Ava DuVernay
Ava DuVernay
Creator and critic, you portray the richness and variety of human experience from all angles. By elevating others, you bring new stories into focus and amplify voices we need to hear. Hollywood maverick, for challenging us to reckon with our past and our present, and for working to change both an industry and society, Yale is pleased to confer on you this Doctor of Fine Arts degree.
Ava DuVernay, a pathbreaking filmmaker known for projects that give voice to women and people of color, is widely seen as a champion for representation and justice. For her 2012 film Middle of Nowhere, DuVernay was named best director at the Sundance Film Festival, vaulting her into the cinematic spotlight and establishing her as an agent of change in the filmmaking industry. From this position of influence, she has worked to further and foster the public’s knowledge of African American history.
Born in Long Beach, California, DuVernay grew up in Compton but spent summers in her father’s hometown in Hayneville, Alabama. (Her father Murray’s memories of watching civil rights demonstrators march across the Edmund Pettus Bridge in nearby Selma would later inspire DuVernay as she directed the Academy Award-nominated and Peabody Award-winning historical drama Selma.) Introduced by her aunt Denise to the creative arts, and encouraged by her mother Darlene to serve the greater good, DuVernay began to realize how the two pursuits could intersect when she attended an Amnesty International concert as a high school student. She attended the University of California, Los Angeles, and pursued her bachelor of arts with a double major in English and African American studies.
“Don’t believe everything you think. Surround yourself with people and pursuits that lovingly, yet consistently, challenge and expand your view of the world and your experiences.”

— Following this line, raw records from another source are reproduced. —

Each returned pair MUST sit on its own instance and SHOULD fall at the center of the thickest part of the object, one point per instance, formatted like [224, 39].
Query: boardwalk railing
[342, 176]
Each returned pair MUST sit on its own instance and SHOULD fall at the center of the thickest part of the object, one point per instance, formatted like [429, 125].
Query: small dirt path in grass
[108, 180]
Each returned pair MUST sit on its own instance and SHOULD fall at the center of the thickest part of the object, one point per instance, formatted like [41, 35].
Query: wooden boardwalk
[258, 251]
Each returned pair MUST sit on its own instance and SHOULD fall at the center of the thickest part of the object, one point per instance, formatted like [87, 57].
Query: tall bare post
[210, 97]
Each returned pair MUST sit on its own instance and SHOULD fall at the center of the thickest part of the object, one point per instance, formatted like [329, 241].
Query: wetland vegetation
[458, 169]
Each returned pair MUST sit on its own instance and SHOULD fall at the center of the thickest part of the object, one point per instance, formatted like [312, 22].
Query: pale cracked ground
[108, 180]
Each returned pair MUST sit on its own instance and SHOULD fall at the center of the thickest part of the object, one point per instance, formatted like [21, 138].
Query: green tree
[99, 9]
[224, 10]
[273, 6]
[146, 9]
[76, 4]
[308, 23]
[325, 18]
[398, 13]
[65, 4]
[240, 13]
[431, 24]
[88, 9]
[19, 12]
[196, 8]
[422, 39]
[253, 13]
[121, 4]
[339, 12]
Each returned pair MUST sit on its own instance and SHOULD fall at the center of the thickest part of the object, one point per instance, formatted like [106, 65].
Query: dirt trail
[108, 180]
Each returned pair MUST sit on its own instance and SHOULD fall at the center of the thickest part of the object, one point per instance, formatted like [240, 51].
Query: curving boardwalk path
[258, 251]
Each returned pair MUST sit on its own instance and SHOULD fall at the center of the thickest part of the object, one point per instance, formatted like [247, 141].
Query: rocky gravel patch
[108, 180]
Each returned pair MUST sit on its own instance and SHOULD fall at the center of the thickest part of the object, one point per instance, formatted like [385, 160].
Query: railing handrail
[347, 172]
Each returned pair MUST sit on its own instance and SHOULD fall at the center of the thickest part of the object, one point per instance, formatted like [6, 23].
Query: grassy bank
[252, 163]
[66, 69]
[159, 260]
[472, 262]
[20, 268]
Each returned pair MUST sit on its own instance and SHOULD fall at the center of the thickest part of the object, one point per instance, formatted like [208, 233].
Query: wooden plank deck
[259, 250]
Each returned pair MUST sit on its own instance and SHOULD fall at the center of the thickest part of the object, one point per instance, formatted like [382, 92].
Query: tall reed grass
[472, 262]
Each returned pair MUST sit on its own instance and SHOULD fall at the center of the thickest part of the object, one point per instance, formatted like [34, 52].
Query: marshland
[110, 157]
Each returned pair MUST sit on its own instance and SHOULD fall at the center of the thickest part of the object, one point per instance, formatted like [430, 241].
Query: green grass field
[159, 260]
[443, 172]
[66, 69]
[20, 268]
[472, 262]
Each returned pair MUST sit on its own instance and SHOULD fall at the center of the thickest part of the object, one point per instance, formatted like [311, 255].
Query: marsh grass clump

After college, DuVernay began her career as a junior publicist for studios in the entertainment business. She then launched a public relations company, the DuVernay Agency, which specialized in film and television and gave DuVernay her first direct exposure to the process of filmmaking. In 2006, she completed her first short film, Saturday Night Life, inspired by her mother’s memories, and in 2008, she directed her first feature-length documentary, This Is the Life, a festival favorite that DuVernay distributed through her own production company. In 2010, she financed, wrote, produced, and directed the critically acclaimed I Will Follow, her first feature film.
The Sundance win for directing Middle of Nowhere, her second feature-length narrative, would be the beginning of a series of historic firsts for DuVernay. With Selma (2014), which put Black activists at the center of the story of landmark civil rights legislation, she broke ground as the first Black woman to direct a film nominated for best picture at the Academy Awards. Her documentary 13th (2016)—an exploration of the complex interconnectedness of racial politics with the U.S. criminal justice system—was also Oscar-nominated. Her work on Disney’s 2018 adaptation of A Wrinkle in Time (2018) made her the first Black woman in American box office history to direct a film that grossed more than $100 million.
DuVernay’s television series Queen Sugar, with an all-female directorial team, has won multiple NAACP Image Awards for outstanding drama and is now in its sixth season. And her most recent project, the Emmy Award-winning Netflix miniseries When They See Us (2019), tells the story of the false accusation, wrongful conviction, and long road to exoneration for the Central Park Five, a group of Harlem teenagers.
DuVernay is the founder of ARRAY, a non-profit independent film collective devoted to distributing and amplifying the works of women and minority filmmakers. A member of the Academy of Motion Pictures Arts and Sciences board of governors, she lives in Los Angeles.